General Motors missed Wall Street’s earnings expectations for the second-quarter despite a strong profit and raising its guidance for the year.
GM’s second-quarter earnings were dragged down due to about $1.3 billion in warranty recall costs, including $800 million related to the Chevrolet Bolt EV. The electric vehicle has been recalled twice in the past year due to fire risks.
Here’s how GM did compared with what Wall Street expected based on average estimates compiled by Refinitiv.
- Adjusted EPS: $1.97 vs. $2.23 expected
- Revenue: $34.17 billion vs. $30.9 billion expected
The automaker on Wednesday raised its adjusted full-year guidance to between $11.5 billion and $13.5 billion, or $5.40 to $6.40 a share, up from $10 billion to $11 billion, or $4.50 to $5.25 a share.
Shares of GM were down about 3% during premarket trading to $56.35 a share.
On an unadjusted basis, net income was $2.8 billion for the second quarter compared with a loss of $758 million in the second quarter of 2020 due to the coronavirus pandemic causing rolling shutdowns of its factories. The automaker reported pretax adjusted earnings of $4.1 billion for the second quarter, up from a loss of $536 million a year earlier.

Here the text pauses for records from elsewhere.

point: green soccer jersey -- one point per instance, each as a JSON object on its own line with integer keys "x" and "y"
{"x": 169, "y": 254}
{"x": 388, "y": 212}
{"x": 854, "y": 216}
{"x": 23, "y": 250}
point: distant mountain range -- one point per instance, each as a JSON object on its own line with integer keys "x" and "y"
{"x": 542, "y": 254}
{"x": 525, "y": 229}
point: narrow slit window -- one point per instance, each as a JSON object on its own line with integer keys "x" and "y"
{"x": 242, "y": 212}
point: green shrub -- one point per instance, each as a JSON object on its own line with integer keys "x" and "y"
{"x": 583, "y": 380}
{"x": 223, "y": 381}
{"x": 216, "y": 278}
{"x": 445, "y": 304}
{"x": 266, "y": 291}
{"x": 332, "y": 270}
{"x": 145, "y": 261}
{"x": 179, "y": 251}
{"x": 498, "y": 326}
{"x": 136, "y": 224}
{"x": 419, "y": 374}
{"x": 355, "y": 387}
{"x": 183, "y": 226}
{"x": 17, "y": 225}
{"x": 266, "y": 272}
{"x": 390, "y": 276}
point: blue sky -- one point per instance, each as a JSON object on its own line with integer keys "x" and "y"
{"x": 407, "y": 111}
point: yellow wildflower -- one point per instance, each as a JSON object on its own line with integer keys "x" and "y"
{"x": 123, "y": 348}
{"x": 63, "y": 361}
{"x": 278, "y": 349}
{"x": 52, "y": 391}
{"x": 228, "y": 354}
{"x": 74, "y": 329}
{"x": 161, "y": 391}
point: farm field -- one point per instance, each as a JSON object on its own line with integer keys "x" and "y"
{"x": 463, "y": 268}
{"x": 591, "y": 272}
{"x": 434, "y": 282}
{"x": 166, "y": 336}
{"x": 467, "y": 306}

GM has been weathering challenges from a global shortage of semiconductor chips, which has caused factory shutdowns and is expected to shave billions off the industry’s earnings in 2021.
GM on Tuesday confirmed its three North American full-size pickup truck assembly plants will be shut down next week due to the shortage.
The company said it expected its first-half EBIT-adjusted to range from $8.5 billion to $9.5 billion due to continued strong demand, better-than-expected results at GM Financial and improved near-term production. That was up from a forecast earlier this year of $5.5 billion.